Cast & Crew
In New York City, cab driver Glenn Atkins becomes becomes involved in the aftermath of a million-dollar bank holdup, when he finds a coded letter in the back seat of the cab. After being attacked on the subway by a thug demanding the letter, Atkins is approached by a stranger, Leona, who asks about the letter on behalf of others. Atkins tries to extort Leona's people for $1,000 in exchange for the letters and is later directed to a hotel, where he finds his contact man dead. From the newspapers, Atkins discovers that the man was involved in the holdup of a Florida bank and later learns that the letter provides coded instructions to the loot's hiding place at a reservoir. Atkins and one of the robbers proceed to the reservoir, and after the gang members kill each other in a showdown, Atkins runs off with the money.
Information for this unviewed film was taken from two sources: a January 28, 1970 Variety press screening review, which listed the title as A Run for the Money with a running time of 80 minutes; and a May 22, 1972 Box Office review under the title Take All You Can Get, which listed a March 1972 release and an 81 minute running time. Despite the March 1972 release date listed in the Box Office review, no evidence of public screenings has been located under either title, and it is possible that the film was never released.
According to the reviews, the picture featured relatively unknown actors and was shot entirely in New York City on a $29,000 budget. One specific location mentioned in the Variety review was the Croton-on-Hudson reservoir. According to the Variety review, the character "Glenn Atkins" is killed at the end of the film. The Variety review, which reported no MPAA rating, noted that the film contained several graphic sex scenes between "Glenn Atkins" and several different women, including his girl friend, a fellow employee and the wife of the gang leader.

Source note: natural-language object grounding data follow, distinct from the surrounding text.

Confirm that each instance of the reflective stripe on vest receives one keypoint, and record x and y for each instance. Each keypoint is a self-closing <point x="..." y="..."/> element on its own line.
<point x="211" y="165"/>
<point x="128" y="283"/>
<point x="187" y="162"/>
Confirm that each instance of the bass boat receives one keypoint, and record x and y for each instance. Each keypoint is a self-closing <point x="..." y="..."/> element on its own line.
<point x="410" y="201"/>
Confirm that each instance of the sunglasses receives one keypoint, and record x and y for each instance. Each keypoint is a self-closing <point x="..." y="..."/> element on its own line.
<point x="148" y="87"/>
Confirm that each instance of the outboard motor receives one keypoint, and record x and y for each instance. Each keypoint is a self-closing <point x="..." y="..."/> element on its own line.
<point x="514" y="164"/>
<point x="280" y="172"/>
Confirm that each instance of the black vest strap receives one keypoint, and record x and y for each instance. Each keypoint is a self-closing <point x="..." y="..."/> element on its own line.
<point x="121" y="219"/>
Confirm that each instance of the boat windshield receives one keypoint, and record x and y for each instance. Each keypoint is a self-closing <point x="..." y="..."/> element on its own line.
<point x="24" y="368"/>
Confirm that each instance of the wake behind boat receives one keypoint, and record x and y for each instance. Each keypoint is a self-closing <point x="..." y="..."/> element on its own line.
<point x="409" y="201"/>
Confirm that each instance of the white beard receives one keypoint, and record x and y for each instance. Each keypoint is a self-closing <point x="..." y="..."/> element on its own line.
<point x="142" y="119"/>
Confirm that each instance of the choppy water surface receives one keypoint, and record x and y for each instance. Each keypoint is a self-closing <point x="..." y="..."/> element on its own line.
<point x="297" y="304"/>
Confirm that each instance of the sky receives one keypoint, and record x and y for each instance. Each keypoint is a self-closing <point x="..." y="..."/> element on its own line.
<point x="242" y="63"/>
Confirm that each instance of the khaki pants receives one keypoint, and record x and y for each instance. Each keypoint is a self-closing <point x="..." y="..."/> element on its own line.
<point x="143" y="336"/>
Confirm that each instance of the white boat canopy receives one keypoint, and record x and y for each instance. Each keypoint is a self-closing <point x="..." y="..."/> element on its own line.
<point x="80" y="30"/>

The reviewer described the scenes as "the rawest...yet seen on the screen" and predicted that the picture would receive an X rating from the MPAA. The reviewer suggested that, after the X-rated market had been fully exploited, the scenes could be eliminated and the film released as a lower-billed, "average crime pic." According to MPAA records, the picture was given an R rating when it was entitled Take All You Can Get.